Profitwirtschaft im Agrarbereich
Doch unabhängig davon wurde die kurzzeitig aufblitzende und nur scheinbare "Macht
der Konsumenten" sofort ad absurdum geführt. Der Beschluss der Europäischen Union (EU), zwei Millionen "Altrinder" (über
30 Monate alt), hiervon 400.000 in Deutschland, innerhalb der nächsten sechs Monate schlachten und zu Heizmaterial verarbeiten zu lassen, hat absolut nichts
mit der Bekämpfung der BSE-Gefahr zu tun.

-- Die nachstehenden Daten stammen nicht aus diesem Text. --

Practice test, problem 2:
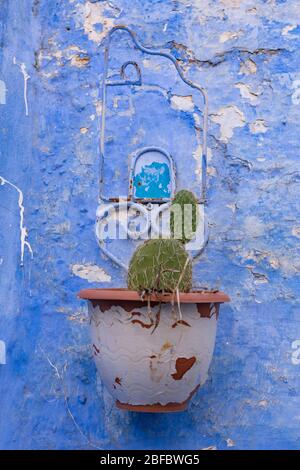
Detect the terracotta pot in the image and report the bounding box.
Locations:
[78,288,230,413]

Die NRW-Umweltministerin Bärbel Höhn nannte die Aktion angesichts des Hungers in
der Welt zynisch und forderte, die geschlachteten Rinder wenigstens auf BSE zu testen, um das Bild über die Verbreitung des Erregers vollständiger zu
machen.
Klar ist, dass die Vernichtungsaktion einzig und allein darauf abzielt, Rindfleisch wieder teurer zu
machen.
Das reiht sich würdig ein in eine ganze Kette von Maßnahmen der Agrarpolitik der EU
wie auch ihrer Mitgliedstaaten: Sie verhilft dem Großkapital zu immer größeren Profiten, die hochgelobten marktwirtschaftlichen Regeln jedoch
werden stets über Subventionen einerseits und politisch beschlossene Vernichtungsaktionen andererseits (man erinnere sich an den Umgang mit
"Butterbergen" und "Milchseen") je nach Opportunität außer Kraft gesetzt.

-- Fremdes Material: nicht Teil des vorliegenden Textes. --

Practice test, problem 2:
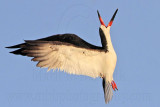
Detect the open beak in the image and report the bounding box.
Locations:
[97,10,106,26]
[97,9,118,27]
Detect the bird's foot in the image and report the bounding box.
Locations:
[111,80,118,91]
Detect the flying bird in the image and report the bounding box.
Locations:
[6,9,118,103]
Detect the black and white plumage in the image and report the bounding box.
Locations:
[6,9,118,104]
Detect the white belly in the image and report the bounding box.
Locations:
[102,50,117,81]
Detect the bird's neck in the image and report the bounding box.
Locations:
[104,27,115,52]
[106,33,115,52]
[100,25,115,52]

Das erste neue Versprechen Schröders, dass nunmehr "von der Ladentheke aus"
(also wohl ausgehend von den Verbraucherinteressen) gehandelt wird, ist bereits gebrochen.

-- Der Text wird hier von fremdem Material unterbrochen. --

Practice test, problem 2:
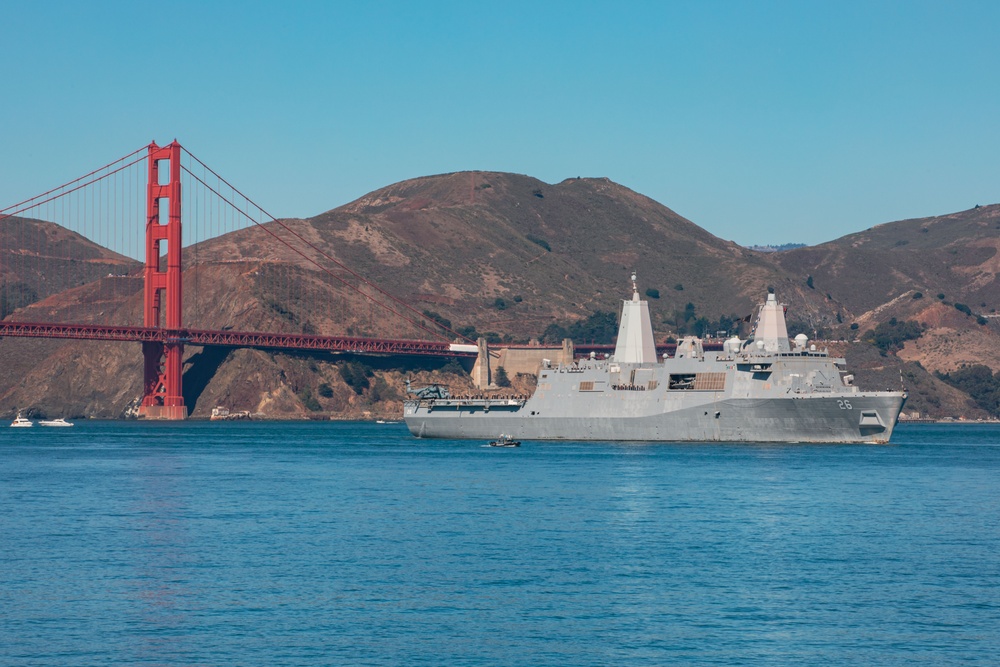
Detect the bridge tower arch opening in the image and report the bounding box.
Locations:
[138,141,187,419]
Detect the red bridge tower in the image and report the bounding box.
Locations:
[138,141,187,419]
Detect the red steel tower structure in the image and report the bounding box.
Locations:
[138,141,187,419]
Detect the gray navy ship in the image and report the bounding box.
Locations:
[404,278,907,443]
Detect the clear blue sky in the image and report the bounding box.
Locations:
[2,0,998,246]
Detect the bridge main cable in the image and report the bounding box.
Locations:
[0,148,148,221]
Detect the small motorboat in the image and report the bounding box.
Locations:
[39,418,74,427]
[487,434,521,448]
[10,413,33,428]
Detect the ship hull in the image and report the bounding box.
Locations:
[404,393,906,444]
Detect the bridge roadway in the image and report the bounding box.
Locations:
[0,321,724,359]
[0,321,479,357]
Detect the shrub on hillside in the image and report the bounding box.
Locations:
[298,387,322,411]
[340,361,373,394]
[440,359,467,375]
[862,318,924,354]
[936,365,1000,416]
[0,281,38,318]
[368,377,398,403]
[541,311,618,344]
[526,235,551,251]
[423,310,452,330]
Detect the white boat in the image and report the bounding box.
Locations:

Es sind nur die Produzentinnen und Produzenten, die eine andere Art zu produzieren durchsetzen und
sich mit den Interessen der Verbraucherinnen und Verbraucher (das heißt auch den eigenen Interessen) verbünden könnten.
Die Produzentinnen und Produzenten sind jedoch nicht die Lebensmittelkonzerne und
Großagrarier, das sind einmal die verbliebenen Bauernfamilien, die nicht immer mehr, immer hektischer, immer unverantwortlicher und ungesünder
produzieren wollen, und zum zweiten die abhängig Beschäftigten des Agrobusiness und der Lebensmittelindustrie. Mit ihnen zusammen müssen
neue Lösungsansätze erarbeitet werden.
In dem Maße wie diese Ansätze ökologisch verantwortlich und
menschenfreundlich geraten, läuten sie das Ende der kapitalistischen Landwirtschaft und der Erzeugung von Lebensmitteln für privaten Profit ein.
Wie diese Lösungen genau aussehen werden, ist nicht restlos geklärt, aber fest steht:
Die Begriffe Genossenschaftlichkeit und demokratische Selbstverwaltung werden in ihrem Rahmen eine herausragende Rolle spielen.